Während ich das getippt habe, ist mein Buchblock in der Herstellung angekommen, fehlt noch das schreckensgrellbabyblaue Cover. Auch das ist eine neue Erfahrung für mich, denn ich sehe ja fast alles entweder schon fertig gedruckt auf Papier oder am Bildschirm. Anders als bei dessen RGB-Raum wird aber im CMYK-Farbraum gedruckt. Und das ist wirklich schauderhaft unvorstellbar: Das edle Yves-Klein-Blau sieht auf meinem Bildschirm grellquietschbabyblau aus.

Im gleichen Atemzug fast bekomme ich auch schon vom Hersteller die Bestätigung, dass mein Auftrag eingegangen ist und sich die Grafik bei mir melden wird, sobald alle Daten eingegangen und geprüft wurden. Über das Thema Hersteller werde ich noch einen Beitrag schreiben - die Unterschiede sind teilweise immens und nicht immer ist das billigste Angebot das günstigste. Ich habe lang hin und her überlegt. "Nijinsky" wird in der Edition Octopus im Verlag Monsenstein und Vannerdat erscheinen - und ich bin jetzt schon hellauf begeistert von deren Vorabberatung und den freundlichen Damen am Telefon. Damit dürfte übrigens auch klar sein: Ich bin zwar "Selbermacherin", aber keine Selbstverlegerin. Auch diese Entscheidung will wohl bedacht sein, weil sie von der VG Wort bis hin zu den Behörden Konsequenzen nach sich zieht. Es ist für Autoren überhaupt nicht unbedingt günstig, einen Verlag zu gründen, nur um Bücher schreiben zu können!

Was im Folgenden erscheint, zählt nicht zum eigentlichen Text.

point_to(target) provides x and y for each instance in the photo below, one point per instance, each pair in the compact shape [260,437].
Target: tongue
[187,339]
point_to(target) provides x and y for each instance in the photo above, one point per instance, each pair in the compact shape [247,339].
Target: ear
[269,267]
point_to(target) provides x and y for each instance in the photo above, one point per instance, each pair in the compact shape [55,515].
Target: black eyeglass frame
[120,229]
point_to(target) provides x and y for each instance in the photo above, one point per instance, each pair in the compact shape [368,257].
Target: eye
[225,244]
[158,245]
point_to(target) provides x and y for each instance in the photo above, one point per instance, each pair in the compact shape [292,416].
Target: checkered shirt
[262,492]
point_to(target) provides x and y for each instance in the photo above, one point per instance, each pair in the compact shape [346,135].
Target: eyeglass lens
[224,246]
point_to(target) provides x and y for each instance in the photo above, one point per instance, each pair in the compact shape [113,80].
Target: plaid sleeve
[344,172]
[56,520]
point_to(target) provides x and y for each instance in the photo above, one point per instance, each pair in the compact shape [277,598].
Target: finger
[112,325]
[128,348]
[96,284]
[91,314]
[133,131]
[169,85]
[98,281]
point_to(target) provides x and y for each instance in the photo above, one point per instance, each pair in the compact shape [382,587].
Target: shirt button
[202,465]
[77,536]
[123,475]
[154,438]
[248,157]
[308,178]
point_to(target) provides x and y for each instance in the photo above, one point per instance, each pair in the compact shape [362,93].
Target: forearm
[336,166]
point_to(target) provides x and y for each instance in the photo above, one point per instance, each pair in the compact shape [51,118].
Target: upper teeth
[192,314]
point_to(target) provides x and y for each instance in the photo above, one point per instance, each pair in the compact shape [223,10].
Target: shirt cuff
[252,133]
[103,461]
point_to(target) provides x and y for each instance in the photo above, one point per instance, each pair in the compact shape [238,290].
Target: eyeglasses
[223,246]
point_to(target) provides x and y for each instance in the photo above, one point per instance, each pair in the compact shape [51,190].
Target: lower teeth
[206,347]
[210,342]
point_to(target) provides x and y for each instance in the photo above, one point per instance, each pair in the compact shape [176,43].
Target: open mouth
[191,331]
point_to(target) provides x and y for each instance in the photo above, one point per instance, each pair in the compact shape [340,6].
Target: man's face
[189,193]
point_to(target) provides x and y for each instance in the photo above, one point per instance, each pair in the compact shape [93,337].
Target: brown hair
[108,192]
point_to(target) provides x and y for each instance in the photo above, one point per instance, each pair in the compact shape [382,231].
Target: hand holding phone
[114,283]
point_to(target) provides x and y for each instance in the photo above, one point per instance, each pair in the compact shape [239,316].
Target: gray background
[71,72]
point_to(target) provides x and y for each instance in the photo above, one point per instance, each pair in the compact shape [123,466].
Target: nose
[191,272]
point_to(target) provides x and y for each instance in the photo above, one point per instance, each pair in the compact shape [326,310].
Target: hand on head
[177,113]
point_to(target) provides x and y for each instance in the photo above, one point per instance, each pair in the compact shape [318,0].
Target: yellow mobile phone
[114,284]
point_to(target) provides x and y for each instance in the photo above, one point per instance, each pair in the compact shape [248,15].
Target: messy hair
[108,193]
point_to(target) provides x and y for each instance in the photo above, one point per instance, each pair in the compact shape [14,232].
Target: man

Und in dem Moment, in dem ich hier auf Absenden klicken möchte, kommt von meinem Grafiker und Technikzauberer die Mail, ich dürfe jetzt an einen kleinen milden Cognac denken, das Cover ist ebenfalls bei Monsenstein.
Ich gehe jetzt SektkaufenatmenjubelnfeiernschlafenanstoßenjubelnLuftholenlesenfaulenzen ...

10 Kommentare:

  1. Na dann: Prosit liebe Petra! Geniesse diesen Augenblick!

    Noch was zum Thema signierte Exemplare und Postversand. Vielleicht wäre ein Weg, das über eine Buchhandlung deines Vertrauens in Deutschland zu realisieren, die Onlinebestellung mit kostenlosem Versand anbietet. Sind ja zum Glück immer mehr, die dieses Geschäft nicht den Onlineriesen überlassen. Dann müsstest du zwar immer noch einige Exemplare vorfinanzieren, hättest aber wenigstens keine Versandkosten.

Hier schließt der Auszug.